Mais le tribunal constate que la mise en demeure préalable, prévue à peine de nullité de la procédure de recouvrement par l’article L. 244-2 du code de la sécurité sociale, a été produite à l’audience du 3 juillet 2024 et qu’elle a été adressée par lettre recommandée avec avis de réception à l’adresse déclarée par l’opposant au tribunal et mentionnée sur l’acte de signification de la contrainte.
Il n’y a donc pas lieu à annulation de la contrainte pour ce premier motif.
L’opposant fait ensuite valoir qu’il existe une grande incertitude entre le montant réclamé par voie de contrainte, et celui réclamé finalement par la caisse dans le cadre de l’instance. Il précise que le montant réclamé par la mise en demeure n’est pas connu et que le quantum indiqué est en tout état de cause invérifiable. Il conclut à l’annulation de la contrainte.
Mais, selon une jurisprudence constante, il appartient à l’opposant de prouver le caractère infondé de la créance réclamée par voie de contrainte.
Par ailleurs, la minoration de la créance entre la mise en demeure préalable (qui en l’espèce réclame une somme de 149.636 euros et a été présentée à l’intéressé qui ne l’a pas retirée) et la contrainte (qui réclame un montant ramené à 13.072 euros après prise en compte de déductions d’un montant total de 136.564 euros), puis le cas échéant durant l’instance, n’est pas de nature en soi à invalider la contrainte qui demeure valide pour le montant réduit dès lors que son caractère infondé n’est pas prouvé.
Or, l’opposant ne prouve pas le caractère infondé de la créance de l’URSSAF [4], ramenée à 6.312 euros dans le cadre de la présente instance, par suite du calcul des cotisations sur le revenu réel de 2023, conformément aux prévisions de l’article L. 131-6-2 du code de la sécurité sociale.
Dans ces conditions, la contrainte sera validée pour son montant réduit de 6.312 euros.
Enfin, l’opposant succombant, il sera condamné aux dépens de l’instance, incluant les frais de signification de la contrainte en application de l’article R. 133-6 du code de la sécurité sociale.

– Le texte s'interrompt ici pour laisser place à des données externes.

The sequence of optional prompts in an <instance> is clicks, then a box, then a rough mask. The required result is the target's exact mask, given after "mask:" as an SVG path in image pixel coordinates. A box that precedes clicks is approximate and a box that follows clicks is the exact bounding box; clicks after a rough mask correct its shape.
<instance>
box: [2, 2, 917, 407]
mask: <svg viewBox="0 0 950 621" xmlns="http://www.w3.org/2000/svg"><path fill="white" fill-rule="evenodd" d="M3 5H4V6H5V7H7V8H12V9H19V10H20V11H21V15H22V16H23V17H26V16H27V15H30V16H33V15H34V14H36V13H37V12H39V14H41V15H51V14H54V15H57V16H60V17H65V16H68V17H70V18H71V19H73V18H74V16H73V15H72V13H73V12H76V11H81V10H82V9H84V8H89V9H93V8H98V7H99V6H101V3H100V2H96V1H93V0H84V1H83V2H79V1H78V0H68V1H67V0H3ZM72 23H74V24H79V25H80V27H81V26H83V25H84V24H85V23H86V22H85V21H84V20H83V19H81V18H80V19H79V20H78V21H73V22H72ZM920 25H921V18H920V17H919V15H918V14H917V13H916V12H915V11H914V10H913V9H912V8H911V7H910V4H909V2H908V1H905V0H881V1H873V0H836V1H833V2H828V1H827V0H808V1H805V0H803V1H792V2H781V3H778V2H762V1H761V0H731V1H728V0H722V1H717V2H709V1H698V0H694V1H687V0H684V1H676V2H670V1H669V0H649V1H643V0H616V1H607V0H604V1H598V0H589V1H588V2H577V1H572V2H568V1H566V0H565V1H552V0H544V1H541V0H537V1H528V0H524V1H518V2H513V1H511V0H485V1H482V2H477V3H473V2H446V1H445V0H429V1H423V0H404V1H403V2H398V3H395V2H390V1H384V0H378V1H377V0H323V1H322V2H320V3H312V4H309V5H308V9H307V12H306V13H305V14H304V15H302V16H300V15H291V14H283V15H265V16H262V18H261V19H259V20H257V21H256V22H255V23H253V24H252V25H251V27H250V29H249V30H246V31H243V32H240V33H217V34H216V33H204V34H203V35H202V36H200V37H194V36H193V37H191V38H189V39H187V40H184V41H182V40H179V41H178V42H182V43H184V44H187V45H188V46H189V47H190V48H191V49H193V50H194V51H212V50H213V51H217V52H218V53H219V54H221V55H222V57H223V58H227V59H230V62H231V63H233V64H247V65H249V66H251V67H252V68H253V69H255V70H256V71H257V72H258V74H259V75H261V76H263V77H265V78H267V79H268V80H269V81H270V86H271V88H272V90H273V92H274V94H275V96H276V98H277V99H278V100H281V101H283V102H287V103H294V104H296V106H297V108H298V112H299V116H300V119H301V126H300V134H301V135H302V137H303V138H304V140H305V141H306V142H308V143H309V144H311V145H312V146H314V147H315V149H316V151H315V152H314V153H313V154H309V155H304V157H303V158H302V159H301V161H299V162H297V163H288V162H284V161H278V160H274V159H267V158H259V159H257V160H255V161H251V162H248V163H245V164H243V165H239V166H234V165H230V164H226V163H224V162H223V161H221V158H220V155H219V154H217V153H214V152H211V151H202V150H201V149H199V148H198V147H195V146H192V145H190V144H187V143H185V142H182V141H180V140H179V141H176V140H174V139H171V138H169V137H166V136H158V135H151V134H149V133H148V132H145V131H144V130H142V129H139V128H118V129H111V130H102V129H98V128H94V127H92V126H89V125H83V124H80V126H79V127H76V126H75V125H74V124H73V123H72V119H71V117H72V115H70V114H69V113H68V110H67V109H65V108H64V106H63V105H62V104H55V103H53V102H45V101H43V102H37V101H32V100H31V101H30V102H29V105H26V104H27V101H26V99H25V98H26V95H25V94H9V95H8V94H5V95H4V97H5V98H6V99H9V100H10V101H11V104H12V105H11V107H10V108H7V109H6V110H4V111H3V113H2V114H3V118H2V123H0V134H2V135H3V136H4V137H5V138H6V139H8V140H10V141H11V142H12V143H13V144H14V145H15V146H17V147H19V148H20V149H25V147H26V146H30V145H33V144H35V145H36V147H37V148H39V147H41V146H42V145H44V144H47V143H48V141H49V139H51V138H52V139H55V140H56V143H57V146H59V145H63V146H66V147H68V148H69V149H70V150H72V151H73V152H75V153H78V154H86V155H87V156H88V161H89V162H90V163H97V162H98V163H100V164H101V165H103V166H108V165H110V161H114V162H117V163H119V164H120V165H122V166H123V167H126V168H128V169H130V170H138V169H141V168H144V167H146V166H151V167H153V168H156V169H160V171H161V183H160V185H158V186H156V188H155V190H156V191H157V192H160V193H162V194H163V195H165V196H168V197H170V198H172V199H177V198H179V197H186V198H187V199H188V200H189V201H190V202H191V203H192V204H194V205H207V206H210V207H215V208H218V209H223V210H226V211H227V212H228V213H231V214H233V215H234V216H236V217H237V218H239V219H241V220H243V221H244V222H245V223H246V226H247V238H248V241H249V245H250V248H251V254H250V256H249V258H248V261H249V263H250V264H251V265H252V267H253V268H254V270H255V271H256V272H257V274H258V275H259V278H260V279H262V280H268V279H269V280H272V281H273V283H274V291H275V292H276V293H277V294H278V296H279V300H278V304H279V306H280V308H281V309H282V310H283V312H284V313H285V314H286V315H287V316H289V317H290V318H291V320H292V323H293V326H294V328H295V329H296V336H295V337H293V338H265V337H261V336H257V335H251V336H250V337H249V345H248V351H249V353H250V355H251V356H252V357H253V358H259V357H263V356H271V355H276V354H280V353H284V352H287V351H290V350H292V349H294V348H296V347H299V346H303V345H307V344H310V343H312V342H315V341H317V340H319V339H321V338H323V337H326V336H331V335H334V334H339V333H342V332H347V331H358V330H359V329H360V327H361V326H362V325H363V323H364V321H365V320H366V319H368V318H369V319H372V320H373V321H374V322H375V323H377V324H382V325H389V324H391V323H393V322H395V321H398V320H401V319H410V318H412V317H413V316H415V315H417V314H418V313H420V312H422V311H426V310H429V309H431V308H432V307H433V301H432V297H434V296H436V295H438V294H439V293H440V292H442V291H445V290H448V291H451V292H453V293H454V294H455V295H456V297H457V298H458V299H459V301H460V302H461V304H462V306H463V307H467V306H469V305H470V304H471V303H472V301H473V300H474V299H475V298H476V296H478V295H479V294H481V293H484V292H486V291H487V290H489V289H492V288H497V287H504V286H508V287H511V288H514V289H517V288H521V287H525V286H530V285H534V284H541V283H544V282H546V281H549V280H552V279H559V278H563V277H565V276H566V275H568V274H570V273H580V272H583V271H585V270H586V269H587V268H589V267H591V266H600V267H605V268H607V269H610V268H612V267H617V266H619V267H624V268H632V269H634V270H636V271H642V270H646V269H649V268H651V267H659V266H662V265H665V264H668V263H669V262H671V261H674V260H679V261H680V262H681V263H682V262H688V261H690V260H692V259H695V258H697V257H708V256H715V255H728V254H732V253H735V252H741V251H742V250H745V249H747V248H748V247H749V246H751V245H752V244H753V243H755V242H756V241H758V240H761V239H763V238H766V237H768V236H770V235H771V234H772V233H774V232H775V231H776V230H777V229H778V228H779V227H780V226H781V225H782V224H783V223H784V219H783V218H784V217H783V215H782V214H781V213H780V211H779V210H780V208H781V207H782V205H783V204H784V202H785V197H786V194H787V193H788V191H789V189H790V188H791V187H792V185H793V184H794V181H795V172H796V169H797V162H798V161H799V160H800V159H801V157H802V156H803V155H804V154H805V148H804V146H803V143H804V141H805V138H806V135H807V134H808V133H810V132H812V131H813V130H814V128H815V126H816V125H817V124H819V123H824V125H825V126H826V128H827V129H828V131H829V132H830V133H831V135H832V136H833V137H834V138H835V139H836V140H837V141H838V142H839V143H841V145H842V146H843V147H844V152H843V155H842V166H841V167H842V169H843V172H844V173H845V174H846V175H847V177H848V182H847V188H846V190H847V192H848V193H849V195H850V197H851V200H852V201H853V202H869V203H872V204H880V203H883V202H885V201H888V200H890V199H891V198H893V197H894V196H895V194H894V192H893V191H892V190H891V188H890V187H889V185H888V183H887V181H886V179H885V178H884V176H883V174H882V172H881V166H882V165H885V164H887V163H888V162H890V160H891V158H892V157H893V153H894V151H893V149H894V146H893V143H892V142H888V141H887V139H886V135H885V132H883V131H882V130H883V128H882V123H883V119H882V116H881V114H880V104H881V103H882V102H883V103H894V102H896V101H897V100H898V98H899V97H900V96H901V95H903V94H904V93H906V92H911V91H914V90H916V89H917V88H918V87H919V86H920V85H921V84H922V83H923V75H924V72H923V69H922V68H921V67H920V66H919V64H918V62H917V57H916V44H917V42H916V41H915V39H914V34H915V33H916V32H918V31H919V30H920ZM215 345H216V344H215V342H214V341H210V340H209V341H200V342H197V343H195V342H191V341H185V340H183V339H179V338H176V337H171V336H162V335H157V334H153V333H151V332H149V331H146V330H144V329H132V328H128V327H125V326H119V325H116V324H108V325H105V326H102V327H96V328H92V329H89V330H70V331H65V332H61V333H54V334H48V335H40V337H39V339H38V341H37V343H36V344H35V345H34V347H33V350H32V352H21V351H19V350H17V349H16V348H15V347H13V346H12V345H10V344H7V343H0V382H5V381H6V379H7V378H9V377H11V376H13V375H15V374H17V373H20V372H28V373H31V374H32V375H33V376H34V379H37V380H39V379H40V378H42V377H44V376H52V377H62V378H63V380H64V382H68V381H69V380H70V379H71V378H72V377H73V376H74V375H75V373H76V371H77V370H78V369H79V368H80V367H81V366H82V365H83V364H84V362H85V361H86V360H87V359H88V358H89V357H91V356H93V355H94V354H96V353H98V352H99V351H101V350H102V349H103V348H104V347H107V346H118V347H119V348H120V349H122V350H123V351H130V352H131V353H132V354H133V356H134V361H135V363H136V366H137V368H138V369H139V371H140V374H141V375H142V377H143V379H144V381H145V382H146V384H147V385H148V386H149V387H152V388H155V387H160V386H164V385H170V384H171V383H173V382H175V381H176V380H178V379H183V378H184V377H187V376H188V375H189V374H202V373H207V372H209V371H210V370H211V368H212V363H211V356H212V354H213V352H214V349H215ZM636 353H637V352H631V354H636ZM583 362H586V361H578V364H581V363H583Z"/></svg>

La solution apportée au litige commande de ne pas faire application des dispositions de l’article 700 du code de procédure civile.
PAR CES MOTIFS :
Le tribunal judiciaire de Saint-Denis de la Réunion, statuant publiquement, par jugement contradictoire et rendu en premier ressort,
REJETTE la fin de non-recevoir tiré de la forclusion de l’opposition ;
DECLARE en conséquence Monsieur [U] [C] recevable en son opposition à la contrainte émise le 6 février 2024 et signifiée le 7 mars 2024 par l’URSSAF [4] pour le recouvrement de la somme de 13.072 euros au titre des cotisations et contributions sociales personnelles du travailleur indépendant, et majorations de retard, du 3ème trimestre 2023 ;
REJETTE la demande d’annulation de la contrainte ;
CONDAMNE Monsieur [U] [C] à payer à l’URSSAF [4] la somme de 6.312 EUROS ; outre la somme de 89,30 EUROS au titre des frais de signification de la contrainte ;
DIT n’y avoir lieu à application des dispositions de l’article 700 du code de procédure civile ;
CONDAMNE Monsieur [U] [C] aux dépens de l’instance ;
RAPPELLE que l’exécution provisoire est de droit.
Ainsi jugé et prononcé par mise à disposition du jugement au greffe du pôle social du tribunal judiciaire de Saint-Denis de La Réunion, le 5 novembre 2025, les parties en ayant été préalablement avisées dans les conditions prévues au deuxième alinéa de l’article 450 du code de procédure civile, la minute étant signée par la présidente et la greffière.